Neue Hacker-Talente gesucht

Freuen sich über den 2. Platz (v.li.): Prof. Norbert Pohlmann, Thomas Mnich, Teambetreuer Nico Schmidt, Johanna Jupke und Michael Skiba vom ECSC Team Deutschland.
Freuen sich über den 2. Platz (v.li.): Prof. Norbert Pohlmann, Thomas Mnich, Teambetreuer Nico Schmidt, Johanna Jupke und Michael Skiba vom ECSC Team Deutschland.
Foto: WAZ FotoPool
Das Institut für Internetsicherheit an der Westfälischen Hochschule sucht neue Teilnehmer für die Cyber Security Challenge Germany. Junge Hacker zwischen 14 und 30 Jahren können dabei ihr Können unter Beweis stellen.

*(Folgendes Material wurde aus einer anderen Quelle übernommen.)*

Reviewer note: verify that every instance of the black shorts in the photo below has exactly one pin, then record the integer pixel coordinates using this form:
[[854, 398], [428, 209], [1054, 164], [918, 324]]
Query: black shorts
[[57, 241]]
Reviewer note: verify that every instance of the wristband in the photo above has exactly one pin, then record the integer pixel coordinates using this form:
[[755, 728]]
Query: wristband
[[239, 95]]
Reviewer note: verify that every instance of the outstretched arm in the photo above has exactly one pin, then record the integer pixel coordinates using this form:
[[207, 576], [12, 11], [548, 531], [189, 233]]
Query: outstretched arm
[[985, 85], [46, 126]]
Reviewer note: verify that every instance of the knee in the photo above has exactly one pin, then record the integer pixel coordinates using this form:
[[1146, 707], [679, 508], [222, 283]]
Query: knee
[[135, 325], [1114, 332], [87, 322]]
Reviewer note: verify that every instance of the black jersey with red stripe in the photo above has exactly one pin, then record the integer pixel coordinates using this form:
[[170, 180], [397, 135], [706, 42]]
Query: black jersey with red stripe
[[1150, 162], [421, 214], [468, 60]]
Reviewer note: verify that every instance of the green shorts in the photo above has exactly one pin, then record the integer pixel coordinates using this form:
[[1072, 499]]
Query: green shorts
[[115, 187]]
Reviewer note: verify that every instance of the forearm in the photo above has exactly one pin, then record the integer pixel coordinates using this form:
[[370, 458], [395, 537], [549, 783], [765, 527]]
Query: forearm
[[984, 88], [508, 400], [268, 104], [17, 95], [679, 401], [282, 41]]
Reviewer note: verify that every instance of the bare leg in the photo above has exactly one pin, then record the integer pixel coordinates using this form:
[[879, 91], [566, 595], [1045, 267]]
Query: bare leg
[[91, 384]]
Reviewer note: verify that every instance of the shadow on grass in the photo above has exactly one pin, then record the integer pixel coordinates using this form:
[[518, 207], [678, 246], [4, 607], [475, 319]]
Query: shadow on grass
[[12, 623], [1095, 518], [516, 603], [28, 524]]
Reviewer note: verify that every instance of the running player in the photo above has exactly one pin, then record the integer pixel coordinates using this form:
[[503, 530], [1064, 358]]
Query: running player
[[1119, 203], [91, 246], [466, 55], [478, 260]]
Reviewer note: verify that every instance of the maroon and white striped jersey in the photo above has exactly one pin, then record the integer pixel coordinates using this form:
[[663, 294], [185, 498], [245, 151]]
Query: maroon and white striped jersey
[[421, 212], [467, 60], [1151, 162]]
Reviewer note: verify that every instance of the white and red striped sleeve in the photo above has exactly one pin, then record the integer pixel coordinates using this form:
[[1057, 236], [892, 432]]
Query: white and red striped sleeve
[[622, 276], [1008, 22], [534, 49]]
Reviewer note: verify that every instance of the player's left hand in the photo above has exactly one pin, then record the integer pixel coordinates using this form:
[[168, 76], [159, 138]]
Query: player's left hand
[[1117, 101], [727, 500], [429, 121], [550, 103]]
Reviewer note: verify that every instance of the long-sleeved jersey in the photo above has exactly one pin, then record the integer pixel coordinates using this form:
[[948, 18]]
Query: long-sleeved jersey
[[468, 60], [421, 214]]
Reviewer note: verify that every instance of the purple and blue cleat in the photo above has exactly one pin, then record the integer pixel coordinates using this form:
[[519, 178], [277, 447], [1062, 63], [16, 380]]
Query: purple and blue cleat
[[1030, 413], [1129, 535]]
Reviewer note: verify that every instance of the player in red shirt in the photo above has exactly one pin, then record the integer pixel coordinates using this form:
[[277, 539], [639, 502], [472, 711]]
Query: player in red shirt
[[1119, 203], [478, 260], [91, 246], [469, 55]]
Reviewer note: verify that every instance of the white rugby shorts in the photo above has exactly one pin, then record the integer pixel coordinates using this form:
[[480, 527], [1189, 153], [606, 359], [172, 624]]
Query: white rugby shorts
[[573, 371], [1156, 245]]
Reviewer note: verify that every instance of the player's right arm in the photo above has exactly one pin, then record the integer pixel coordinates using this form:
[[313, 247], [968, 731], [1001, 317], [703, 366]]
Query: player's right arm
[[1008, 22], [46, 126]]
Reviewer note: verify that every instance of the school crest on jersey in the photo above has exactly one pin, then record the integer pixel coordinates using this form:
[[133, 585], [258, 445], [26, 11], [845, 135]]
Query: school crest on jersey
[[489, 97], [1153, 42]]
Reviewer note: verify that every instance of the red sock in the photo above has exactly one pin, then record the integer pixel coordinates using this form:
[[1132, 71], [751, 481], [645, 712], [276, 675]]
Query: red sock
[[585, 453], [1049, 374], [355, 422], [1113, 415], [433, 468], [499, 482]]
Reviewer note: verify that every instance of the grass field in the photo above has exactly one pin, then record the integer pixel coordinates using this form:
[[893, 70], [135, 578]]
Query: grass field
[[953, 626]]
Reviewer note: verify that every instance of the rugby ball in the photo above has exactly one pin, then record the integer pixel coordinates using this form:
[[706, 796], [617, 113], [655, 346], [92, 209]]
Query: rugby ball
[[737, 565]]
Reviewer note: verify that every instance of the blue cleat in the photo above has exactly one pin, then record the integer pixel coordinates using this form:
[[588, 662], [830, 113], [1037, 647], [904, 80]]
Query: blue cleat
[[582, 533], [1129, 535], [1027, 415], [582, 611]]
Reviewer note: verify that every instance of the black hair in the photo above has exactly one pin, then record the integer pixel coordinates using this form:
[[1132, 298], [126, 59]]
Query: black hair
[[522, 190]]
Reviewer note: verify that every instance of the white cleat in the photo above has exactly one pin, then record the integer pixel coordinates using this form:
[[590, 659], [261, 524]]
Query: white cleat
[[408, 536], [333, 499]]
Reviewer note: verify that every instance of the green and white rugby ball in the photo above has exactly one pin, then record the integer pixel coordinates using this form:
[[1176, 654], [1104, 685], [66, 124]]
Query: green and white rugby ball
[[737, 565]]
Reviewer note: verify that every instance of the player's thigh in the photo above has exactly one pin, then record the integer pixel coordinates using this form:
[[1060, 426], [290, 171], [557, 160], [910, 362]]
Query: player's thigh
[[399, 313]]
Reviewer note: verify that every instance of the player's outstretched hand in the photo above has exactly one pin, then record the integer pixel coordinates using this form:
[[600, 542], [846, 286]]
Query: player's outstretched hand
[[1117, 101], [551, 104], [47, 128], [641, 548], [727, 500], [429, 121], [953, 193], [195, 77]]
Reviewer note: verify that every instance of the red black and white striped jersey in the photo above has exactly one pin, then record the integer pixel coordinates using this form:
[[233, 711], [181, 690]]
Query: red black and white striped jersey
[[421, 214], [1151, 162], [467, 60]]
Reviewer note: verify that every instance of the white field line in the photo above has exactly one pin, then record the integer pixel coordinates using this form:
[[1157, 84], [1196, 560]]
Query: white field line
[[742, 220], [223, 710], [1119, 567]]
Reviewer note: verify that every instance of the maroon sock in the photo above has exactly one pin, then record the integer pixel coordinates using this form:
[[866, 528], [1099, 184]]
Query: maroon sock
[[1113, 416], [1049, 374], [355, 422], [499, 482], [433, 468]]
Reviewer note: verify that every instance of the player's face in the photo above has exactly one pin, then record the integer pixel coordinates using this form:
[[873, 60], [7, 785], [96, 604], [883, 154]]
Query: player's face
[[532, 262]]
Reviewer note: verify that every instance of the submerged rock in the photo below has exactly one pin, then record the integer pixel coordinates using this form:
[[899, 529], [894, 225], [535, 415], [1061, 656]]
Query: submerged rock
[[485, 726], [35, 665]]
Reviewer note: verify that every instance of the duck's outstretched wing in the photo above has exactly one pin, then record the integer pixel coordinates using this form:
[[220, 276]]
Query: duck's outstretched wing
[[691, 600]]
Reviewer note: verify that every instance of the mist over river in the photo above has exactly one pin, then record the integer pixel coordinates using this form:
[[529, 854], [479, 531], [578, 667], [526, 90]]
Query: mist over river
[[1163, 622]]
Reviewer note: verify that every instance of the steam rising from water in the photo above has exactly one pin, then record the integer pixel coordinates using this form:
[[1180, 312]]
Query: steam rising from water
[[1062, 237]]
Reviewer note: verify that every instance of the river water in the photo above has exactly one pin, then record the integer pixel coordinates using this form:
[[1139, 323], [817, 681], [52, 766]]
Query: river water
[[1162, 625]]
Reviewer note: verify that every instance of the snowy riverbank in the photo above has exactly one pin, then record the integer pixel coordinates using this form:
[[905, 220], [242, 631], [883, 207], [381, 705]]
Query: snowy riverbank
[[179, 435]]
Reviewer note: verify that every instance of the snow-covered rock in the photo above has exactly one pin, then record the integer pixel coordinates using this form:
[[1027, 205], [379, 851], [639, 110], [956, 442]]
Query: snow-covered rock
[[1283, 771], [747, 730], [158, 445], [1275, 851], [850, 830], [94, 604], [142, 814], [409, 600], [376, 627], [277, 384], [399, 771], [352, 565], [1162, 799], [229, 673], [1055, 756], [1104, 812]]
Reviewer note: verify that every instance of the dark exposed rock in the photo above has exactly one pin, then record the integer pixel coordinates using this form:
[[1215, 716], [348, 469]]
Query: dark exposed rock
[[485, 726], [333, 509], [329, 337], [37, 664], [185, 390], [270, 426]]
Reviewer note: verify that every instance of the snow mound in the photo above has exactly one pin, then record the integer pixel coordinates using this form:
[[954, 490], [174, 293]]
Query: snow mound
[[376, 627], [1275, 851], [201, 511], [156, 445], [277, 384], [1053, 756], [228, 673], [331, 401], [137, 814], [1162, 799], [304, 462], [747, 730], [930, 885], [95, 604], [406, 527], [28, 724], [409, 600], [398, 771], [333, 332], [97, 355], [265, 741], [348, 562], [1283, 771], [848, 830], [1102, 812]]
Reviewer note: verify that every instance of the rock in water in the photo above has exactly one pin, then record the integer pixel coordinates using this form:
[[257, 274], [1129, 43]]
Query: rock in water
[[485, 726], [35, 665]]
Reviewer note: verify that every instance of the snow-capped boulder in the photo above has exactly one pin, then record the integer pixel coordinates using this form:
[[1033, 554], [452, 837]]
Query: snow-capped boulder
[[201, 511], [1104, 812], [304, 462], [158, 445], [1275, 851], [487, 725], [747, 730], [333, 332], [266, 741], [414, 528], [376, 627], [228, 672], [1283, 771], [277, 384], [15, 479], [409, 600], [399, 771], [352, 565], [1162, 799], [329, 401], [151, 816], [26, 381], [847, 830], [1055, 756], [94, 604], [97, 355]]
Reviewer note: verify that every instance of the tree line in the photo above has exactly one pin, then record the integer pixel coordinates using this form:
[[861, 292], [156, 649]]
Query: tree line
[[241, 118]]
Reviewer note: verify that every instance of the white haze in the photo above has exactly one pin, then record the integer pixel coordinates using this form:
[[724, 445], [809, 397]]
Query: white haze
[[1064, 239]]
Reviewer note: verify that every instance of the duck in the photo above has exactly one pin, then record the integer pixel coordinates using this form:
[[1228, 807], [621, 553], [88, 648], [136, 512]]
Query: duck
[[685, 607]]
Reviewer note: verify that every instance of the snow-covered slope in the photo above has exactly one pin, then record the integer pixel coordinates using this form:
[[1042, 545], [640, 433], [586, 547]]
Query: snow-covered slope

Gelsenkirchen.. Hacken für die digitale Sicherheit Deutschlands? Hört sich erst einmal abstrus an, doch genau das ist die Idee, die hinter den „Cyber Security Challenges“ steckt. „Wir wollen junge Talente frühzeitig entdecken und ihnen helfen, ihre Potenziale zu entwickeln“, erklärt Professor Norbert Pohlmann, Leiter des Instituts für Internetsicherheit an der Westfälischen Hochschule. Und damit meint er natürlich junge Menschen, die ihr Talent für die Sicherheit im Netz statt Cyberkriminalität nutzen wollen.

Deutschland ist Vize-Europameister

Nach der European Cyber Security Challenge (ECSC) in Wien, bei welcher das deutsche Team Vize-Europameister wurde, steht nun die Cyber Security Challenge Germany (CSCG) an: „Wie heißt es so schön? Nach dem Wettbewerb ist vor dem Wettbewerb“, schmunzelt Pohlmann. Deswegen werden neue Hacker-Talente gesucht, die Spaß daran haben, sich mit anderen zu messen - alleine und im Team.

Wer teilnehmen möchte, muss sich erst einmal beweisen: Vom 1. November bis 15. Januar stehen online kniffelige Hacker-Aufgaben bereit, die gelöst werden müssen. Die besten Teilnehmer werden zum Finale nach Berlin eingeladen, wo es noch einmal darum geht, sich seinen Weg an die Spitze zu hacken. „Es winken nicht nur attraktive Preise wie Notebooks, sondern vor allem auch die Möglichkeit, Kontakte in die Wirtschaft zu knüpfen“, erläutert Pohlmann.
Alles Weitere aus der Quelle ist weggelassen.